For signal  $x_1(t)$  with  $f_2 = 10 \ \rm kHz$,
for signal  $x_2(t)$,
for signal  $x_3(t)$.


Solution

(1)  Proposed solutions 1 and 3 are correct:

  • A linear system is already implicitly assumed by specifying a frequency response so that nonlinear distortions cannot occur.
  • Since  $H(f)$  is purely real, phase distortions can also be ruled out.


(2)  Proposed solutions 1 and 2 are correct:

  • The output signal is  $y_1(t) = x_1(t)$.
  • Thus, the system is not only distortion-free but can also be termed ideal for this application.


(3)  Proposed solution 3 is correct:

  • In this case, the following is obtained for the output signal:
$$y_1(t)= 1\,{\rm V}\cdot \cos(2 \pi \cdot f_1 \cdot t) + {1}/{4}\cdot 1\,{\rm V}\cdot \sin(2 \pi \cdot f_2 \cdot t).$$
  • While the component at  $f_1$  is transmitted unchanged, the sinusoidal component at  $f_2$  is attenuated and one-quarter of the original sinusoidal component.
  • So, there are attenuation distortions.


(4)  The output signal  $y_2(t)$  has the following form taking into account the fundamental frequency  $f_0 = 3 \ \rm kHz$ :

$$y_2(t)= \frac{8\,{\rm V}}{\pi^2} \left( \cos(\omega_0 t) + \frac{3}{8}\cdot \frac{1}{9} \cdot \cos(3\omega_0 t)\right) .$$
  • The factor  $3/8$  describes  $H(f = 9 \ \rm kHz)$. All other spectral components at  $15 \ \rm kHz$,  $21 \ \rm kHz$,  etc. are suppressed by the system.
  • The strongest deviations between  $x_2(t)$  and  $y_2(t)$  will occur at the triangle peaks since the missing high frequencies have the strongest effect here. For example, for the time  $\underline{t= 0}$ one obtains:
$$y_2(t=0)= \frac{8\,{\rm V}}{\pi^2} \left( 1 + {3}/{72}\right)= 0.844\,{\rm V} \hspace{0.3cm}\Rightarrow\hspace{0.3cm} \varepsilon_{\rm max} = |y_2(t=0)- x_2(t=0)| \hspace{0.15cm}\underline{= 0.156\,{\rm V}}.$$


(5)  With the fundamental frequency  $f_0 = 2 \ \rm kHz$  and the transmission values  $H(3f_0) = 0.75$,  $H(5f_0) = 0.25$,  $H(7f_0) = 0$  the following is obtained:

$$y_2(t=0)= \frac{8\,{\rm V}}{\pi^2} \left( 1 + \frac{3}{4}\cdot \frac{1}{9} + \frac{1}{4} \cdot\frac{1}{25}\right)= 0.886\,{\rm V}\hspace{0.5cm} \Rightarrow \hspace{0.5cm}\varepsilon_{\rm max} \hspace{0.15cm}\underline{= 0.114\,{\rm V}}.$$


(6)  In the range up to  $4 \ \rm kHz$,  $H_{\rm E}(f) = H(f) = 1$  is to be set.

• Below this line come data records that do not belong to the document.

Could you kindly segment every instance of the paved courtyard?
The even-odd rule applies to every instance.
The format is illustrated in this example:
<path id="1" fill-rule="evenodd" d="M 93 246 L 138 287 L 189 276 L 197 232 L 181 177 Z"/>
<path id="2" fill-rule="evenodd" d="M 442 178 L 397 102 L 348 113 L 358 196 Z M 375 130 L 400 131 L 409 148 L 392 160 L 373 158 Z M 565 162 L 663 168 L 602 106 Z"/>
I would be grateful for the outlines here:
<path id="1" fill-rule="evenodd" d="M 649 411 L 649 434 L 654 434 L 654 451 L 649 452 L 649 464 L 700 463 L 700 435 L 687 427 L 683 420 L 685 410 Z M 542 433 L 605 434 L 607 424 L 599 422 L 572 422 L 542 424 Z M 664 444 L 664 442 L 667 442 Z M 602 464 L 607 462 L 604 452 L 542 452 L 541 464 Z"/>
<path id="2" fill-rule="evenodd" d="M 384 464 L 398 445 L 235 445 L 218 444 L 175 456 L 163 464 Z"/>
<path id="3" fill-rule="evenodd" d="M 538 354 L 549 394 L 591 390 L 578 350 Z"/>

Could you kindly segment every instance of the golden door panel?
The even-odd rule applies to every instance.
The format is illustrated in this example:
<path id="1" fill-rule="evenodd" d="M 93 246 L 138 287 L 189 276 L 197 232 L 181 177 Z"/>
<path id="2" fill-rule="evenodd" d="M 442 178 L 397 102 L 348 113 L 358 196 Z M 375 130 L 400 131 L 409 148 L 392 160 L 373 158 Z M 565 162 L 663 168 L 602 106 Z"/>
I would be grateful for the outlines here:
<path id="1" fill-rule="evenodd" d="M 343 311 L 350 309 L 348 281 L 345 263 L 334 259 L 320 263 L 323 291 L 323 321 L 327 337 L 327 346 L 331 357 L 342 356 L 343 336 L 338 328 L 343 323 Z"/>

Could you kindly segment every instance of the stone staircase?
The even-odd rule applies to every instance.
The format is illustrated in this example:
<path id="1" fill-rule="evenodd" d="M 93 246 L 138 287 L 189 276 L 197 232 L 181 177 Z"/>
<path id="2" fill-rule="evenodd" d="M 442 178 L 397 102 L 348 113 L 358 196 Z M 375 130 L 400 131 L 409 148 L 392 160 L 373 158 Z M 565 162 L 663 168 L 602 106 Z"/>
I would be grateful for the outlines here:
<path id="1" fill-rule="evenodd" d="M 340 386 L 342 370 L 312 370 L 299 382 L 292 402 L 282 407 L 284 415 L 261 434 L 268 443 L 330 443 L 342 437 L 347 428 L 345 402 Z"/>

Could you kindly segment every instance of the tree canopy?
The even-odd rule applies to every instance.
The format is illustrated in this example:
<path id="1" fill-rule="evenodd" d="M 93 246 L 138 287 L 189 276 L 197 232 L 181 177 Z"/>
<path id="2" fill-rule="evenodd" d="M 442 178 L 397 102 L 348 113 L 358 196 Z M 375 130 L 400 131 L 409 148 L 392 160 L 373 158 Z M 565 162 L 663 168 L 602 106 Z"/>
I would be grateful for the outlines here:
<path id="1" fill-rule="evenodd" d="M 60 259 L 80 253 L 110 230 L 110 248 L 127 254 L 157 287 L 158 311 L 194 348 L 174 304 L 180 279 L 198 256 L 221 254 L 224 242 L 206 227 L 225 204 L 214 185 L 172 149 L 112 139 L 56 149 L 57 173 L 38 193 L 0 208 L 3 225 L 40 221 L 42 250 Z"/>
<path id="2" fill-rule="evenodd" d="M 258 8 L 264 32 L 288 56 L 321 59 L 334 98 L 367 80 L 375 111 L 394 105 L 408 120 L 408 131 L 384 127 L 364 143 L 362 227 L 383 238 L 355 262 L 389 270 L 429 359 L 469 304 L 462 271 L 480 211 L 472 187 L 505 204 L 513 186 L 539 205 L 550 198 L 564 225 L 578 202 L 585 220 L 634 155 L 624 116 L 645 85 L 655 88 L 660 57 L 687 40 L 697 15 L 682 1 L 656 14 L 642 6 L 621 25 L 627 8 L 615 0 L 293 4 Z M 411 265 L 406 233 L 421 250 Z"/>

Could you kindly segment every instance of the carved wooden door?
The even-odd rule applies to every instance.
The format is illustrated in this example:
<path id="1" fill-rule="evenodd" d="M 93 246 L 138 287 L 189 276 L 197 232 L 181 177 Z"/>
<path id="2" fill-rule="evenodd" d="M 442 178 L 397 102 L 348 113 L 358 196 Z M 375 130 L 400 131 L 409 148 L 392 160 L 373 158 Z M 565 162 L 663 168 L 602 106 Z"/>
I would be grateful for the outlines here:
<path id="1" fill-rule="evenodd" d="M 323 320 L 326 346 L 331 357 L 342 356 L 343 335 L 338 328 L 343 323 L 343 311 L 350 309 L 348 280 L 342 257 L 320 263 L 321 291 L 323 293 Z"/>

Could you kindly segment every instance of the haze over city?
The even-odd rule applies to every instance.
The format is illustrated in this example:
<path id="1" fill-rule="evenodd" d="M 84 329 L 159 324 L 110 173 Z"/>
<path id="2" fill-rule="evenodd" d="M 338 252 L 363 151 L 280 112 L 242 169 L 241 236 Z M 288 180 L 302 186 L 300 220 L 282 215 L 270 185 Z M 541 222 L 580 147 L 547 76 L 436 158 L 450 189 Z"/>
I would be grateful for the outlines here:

In contrast, in the range from  $4 \ \rm kHz$  to  $12 \ \rm kHz$ the following holds:

$$H_{\rm E}(f)= \frac{1}{H(f)} = \frac{1}{1.5 \cdot \big[1 - f/(12\,{\rm kHz})\big]} \hspace{0.5cm} \Rightarrow \hspace{0.5cm} H_{\rm E}(f = 10\,{\rm kHz})\hspace{0.15cm}\underline{= 4} .$$

Here, the denominator expression describes the equation of the straight line of the frequency roll-off.


(7)  Proposed solution 1 is correct:

  • Both  $x_2(t)$  and  $x_3(t)$  also contain spectral components at frequencies greater than  $12 \ \rm kHz$.
  • If these have been truncated by  $H(f)$  ⇒   band limitation, they can no longer be reconstructed by the equaliser.
  • This means that only the signal  $x_1(t)$  can be recovered by  $H_{\rm E}(f)$  but only if  $f_2 < 12 \ \rm kHz$ holds:
$$z_1(t)= \underline{1} \cdot 1\,{\rm V}\cdot \cos(2 \pi \cdot f_1 \cdot t) + \underline{4} \cdot \frac{1}{4}\cdot 1\,{\rm V}\cdot \sin(2 \pi \cdot f_2 \cdot t).$$
  • The first (underlined) factors indicate the gain values of  $H_{\rm E}(f)$  respectively.